UCaaS for your success

It is clear the communication services intended for traditional ways of working are no longer fit for purpose in the new environment in which we find ourselves. Communications tools need to be adapted and reshaped to meet the requirements of a new landscape, where the office can be everywhere and anywhere. For this reason, the health crisis saw UCaaS platforms really come into their own, allowing organisations to employ a singular solution to address all of their communication requirements. By enabling organisations, business partners, and customers to be better connected through seamless call, messaging, file sharing and conferencing abilities, UCaaS allows employees across a range of industries to be effective and efficient from anywhere, regardless of their location, whether in the office, at home, or on the move. By harnessing the power of cloud-based solutions, businesses could enjoy full access to all the tools they needed to work successfully from anywhere. This was, of course, an asset which became vital during the health crisis, and which remains a huge advantage to businesses employing remote and hybrid working models in ‘the new normal’. 
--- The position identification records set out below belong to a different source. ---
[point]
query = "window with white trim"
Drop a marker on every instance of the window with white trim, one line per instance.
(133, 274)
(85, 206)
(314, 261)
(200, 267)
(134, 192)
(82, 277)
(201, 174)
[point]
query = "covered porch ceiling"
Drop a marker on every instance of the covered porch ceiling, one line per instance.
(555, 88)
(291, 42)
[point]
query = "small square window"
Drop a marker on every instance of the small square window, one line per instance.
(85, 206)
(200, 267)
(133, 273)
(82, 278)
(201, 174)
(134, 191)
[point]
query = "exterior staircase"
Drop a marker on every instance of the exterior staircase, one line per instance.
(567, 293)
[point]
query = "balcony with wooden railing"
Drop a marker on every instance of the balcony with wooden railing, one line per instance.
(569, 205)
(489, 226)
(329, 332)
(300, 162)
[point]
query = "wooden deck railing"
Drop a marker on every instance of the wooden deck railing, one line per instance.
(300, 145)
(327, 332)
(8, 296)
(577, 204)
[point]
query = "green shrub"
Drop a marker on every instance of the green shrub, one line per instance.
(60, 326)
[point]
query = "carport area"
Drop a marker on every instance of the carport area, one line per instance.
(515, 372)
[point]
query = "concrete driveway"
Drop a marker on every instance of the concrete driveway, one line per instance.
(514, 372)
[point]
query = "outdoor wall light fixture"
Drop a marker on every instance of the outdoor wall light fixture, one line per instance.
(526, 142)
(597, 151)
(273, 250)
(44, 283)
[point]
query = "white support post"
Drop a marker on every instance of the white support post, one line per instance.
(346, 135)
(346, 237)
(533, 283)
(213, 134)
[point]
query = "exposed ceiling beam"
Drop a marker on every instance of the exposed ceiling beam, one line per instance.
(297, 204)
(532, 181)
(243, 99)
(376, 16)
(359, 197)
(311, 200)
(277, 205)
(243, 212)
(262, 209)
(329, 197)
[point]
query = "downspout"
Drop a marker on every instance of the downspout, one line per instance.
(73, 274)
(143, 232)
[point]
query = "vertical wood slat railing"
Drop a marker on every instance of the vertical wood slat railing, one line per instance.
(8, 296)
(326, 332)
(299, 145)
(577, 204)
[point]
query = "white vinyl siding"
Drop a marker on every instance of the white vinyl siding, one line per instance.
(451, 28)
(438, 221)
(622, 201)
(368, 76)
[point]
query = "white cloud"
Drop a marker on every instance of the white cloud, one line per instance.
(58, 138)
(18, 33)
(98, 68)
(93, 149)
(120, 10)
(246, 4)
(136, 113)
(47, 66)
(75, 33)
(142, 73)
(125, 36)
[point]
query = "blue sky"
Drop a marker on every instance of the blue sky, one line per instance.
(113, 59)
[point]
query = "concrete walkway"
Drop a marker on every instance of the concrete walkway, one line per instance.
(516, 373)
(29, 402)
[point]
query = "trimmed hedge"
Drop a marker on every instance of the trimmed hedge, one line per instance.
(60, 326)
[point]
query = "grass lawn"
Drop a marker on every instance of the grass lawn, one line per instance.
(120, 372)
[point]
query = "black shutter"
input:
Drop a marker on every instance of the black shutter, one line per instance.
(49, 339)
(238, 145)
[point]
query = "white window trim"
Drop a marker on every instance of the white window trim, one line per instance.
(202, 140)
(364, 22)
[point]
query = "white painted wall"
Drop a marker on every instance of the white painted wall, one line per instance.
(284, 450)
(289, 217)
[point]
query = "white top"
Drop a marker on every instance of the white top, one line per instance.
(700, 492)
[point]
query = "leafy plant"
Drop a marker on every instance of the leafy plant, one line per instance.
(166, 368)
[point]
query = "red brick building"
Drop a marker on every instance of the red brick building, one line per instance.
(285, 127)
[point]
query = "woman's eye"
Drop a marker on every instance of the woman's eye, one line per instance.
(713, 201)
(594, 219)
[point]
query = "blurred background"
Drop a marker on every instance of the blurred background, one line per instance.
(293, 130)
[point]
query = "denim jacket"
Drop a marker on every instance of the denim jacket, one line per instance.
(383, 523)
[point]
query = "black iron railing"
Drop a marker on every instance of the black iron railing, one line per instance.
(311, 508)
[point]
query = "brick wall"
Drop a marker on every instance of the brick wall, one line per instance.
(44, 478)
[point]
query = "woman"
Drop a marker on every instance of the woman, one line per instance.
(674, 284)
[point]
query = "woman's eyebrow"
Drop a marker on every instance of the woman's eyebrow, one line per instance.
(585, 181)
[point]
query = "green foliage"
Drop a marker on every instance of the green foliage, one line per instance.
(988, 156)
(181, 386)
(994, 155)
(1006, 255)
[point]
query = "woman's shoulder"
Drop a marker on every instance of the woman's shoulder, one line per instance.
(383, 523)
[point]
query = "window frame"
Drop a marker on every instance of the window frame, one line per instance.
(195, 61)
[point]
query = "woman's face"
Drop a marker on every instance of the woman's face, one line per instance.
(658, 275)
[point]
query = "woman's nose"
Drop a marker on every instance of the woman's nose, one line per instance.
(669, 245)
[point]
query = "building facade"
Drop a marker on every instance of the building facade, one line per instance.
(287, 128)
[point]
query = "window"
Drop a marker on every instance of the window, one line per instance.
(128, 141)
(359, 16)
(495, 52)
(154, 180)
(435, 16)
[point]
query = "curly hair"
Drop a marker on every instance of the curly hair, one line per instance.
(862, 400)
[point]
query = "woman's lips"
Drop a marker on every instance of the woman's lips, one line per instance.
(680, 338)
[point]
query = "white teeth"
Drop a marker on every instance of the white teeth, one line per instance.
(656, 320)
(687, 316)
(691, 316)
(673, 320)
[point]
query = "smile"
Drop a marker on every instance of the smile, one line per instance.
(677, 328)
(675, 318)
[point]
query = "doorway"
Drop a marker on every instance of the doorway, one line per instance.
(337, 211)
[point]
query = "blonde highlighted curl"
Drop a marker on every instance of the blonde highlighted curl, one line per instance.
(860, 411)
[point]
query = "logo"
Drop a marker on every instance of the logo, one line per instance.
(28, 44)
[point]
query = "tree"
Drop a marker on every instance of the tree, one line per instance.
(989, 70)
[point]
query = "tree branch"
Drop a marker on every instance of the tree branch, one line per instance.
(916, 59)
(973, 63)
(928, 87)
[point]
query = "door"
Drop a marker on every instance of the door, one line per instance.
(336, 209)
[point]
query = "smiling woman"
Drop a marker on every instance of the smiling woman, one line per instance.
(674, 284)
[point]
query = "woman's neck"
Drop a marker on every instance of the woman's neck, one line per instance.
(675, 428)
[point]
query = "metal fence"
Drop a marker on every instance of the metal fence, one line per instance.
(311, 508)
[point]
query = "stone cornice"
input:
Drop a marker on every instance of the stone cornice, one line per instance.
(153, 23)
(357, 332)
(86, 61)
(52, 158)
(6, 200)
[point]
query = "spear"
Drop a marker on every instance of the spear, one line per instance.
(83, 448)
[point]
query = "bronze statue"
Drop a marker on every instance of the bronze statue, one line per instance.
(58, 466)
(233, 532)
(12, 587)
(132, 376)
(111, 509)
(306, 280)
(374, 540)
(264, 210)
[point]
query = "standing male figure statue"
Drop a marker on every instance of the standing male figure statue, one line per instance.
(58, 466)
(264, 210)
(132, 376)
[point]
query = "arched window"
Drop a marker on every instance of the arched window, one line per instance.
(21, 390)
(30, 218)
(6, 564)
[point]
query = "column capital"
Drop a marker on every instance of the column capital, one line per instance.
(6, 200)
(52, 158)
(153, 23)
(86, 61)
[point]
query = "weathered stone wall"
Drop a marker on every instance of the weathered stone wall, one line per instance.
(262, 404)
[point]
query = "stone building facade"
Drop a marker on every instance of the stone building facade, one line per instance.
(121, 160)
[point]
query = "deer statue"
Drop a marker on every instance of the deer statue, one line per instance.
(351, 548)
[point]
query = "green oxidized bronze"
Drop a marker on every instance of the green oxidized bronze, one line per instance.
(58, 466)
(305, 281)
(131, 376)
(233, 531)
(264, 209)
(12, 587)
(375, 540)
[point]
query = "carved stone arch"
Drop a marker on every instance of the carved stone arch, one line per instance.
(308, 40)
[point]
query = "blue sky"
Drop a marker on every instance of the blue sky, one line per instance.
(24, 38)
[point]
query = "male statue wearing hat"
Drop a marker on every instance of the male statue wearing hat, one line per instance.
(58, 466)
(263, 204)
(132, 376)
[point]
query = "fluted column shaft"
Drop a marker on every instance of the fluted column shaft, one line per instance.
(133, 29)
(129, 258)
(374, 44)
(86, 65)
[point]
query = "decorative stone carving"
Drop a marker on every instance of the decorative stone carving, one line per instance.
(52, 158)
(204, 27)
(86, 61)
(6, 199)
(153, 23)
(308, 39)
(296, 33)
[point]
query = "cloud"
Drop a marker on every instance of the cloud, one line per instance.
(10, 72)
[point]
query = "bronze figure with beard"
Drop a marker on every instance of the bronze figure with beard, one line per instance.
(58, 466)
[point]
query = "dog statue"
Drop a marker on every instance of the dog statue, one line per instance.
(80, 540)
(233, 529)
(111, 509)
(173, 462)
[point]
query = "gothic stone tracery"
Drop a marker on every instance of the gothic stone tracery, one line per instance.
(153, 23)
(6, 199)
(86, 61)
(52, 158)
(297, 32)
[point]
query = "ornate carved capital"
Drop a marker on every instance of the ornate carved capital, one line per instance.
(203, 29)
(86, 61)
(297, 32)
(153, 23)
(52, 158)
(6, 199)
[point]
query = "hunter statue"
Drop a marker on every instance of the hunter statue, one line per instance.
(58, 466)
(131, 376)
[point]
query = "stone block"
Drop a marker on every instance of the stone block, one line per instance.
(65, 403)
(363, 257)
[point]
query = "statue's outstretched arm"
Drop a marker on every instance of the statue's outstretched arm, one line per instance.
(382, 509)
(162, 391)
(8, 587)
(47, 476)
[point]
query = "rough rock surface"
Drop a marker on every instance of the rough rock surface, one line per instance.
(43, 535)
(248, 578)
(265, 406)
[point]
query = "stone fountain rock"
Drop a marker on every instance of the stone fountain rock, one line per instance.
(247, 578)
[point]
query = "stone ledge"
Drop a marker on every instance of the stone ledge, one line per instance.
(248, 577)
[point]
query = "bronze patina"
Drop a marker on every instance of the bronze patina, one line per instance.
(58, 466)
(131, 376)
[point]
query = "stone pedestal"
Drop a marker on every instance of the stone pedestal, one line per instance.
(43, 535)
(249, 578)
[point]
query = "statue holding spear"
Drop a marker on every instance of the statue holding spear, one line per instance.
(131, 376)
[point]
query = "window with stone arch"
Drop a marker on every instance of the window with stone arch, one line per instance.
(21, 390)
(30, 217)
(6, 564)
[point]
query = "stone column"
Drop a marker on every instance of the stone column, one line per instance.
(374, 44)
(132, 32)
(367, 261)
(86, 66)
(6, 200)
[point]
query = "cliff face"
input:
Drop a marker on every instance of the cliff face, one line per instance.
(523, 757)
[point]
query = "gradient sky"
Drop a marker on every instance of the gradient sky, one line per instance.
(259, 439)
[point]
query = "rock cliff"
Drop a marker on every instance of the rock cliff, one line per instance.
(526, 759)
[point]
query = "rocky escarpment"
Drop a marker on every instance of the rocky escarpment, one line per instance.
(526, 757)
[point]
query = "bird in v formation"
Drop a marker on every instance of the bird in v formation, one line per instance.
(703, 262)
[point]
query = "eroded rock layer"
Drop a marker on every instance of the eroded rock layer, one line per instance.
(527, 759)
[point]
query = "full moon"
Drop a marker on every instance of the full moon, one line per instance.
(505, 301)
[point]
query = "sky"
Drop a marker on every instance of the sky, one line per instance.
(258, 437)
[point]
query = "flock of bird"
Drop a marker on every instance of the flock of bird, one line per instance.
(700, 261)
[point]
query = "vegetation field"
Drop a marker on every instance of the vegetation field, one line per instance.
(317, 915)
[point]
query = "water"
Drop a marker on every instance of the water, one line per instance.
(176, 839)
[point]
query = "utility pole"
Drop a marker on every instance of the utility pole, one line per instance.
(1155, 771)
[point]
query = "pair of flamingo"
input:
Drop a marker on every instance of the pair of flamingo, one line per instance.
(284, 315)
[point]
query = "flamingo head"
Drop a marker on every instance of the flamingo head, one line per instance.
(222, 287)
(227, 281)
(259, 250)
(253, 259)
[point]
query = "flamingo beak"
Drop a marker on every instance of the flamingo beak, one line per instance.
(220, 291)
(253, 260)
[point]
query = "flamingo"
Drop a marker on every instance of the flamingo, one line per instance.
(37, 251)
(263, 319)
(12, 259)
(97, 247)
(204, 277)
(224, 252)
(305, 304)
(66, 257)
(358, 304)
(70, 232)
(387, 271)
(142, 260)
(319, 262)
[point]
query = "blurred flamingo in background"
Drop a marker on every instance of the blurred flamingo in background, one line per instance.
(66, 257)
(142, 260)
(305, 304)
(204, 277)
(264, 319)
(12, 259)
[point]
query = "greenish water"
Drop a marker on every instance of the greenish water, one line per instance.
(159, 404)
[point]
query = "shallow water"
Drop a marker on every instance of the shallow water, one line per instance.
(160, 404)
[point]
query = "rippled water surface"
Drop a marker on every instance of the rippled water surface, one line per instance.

CPaaS for customer satisfaction

A major concern for businesses when working remotely was maintaining a high level of customer service and satisfaction under such unusual circumstances. Here again, CPaaS presented a solution, providing an interoperable ecosystem across channels to make customers feel nurtured when they needed it most. Bridging communications between humans, objects and processes, the application of CPaaS ensured that when a customer reached a business, they were met with simple to understand information and help, and answers which were truly personalised and delivered in a way which suited them best. CPaaS enables businesses to customise communications to specific business needs, making it the ideal solution to employ across verticals as it can be easily tailored to vertical specific requirements. Overall, CPaaS opens up the possibility of faster, easier, and more secure digital engagement for businesses – not only during the health crisis, but beyond. 

Data security risk

Despite the many positive aspects of communications solutions, these tools can also carry a certain degree of risk. 2020 saw an explosion in the number of ransomware attacks due to weak off-site IT security, for example. And with organisations in the government and health sectors deploying these kinds of solutions, it’s not enough to simply have the right technology – companies need to ensure that their data is secure, and that privacy rules and regulations are respected. As business continues to shift to the cloud in our new work world, organisations must not lose sight of the importance of data sovereignty and security. While compliance and security have always been important, they have become increasingly so in this time where employees work in remote and distributed environments. Any company that has access to customer data must ensure it can protect and preserve that data, and that its communications tools provide the highest level of regulatory compliance with GDPR and relevant certification.

Investing for the future

Remote working was already on the rise long before the current situation arrived and most companies authorised some degree of homeworking, though it was far from the norm. The advantages of remote and hybrid working in terms of flexibility and productivity are such that remote working popularity is sure to increase, even as restrictions are lifted and offices open for business once again. Communication plays a mission-critical role in our new working environment, enabling people to perform incredible business operations, interact with colleagues, and reach suppliers and customers. If organisations wish to benefit from these new business models, it is vital they invest in reputable, secure, reliable communications tools which connect people, processes and things, and put efficient business at the heart of operations. The solutions which enabled businesses to survive in the midst of the health crisis are those which companies must now trust to future-proof their business and thrive in ‘the new normal’.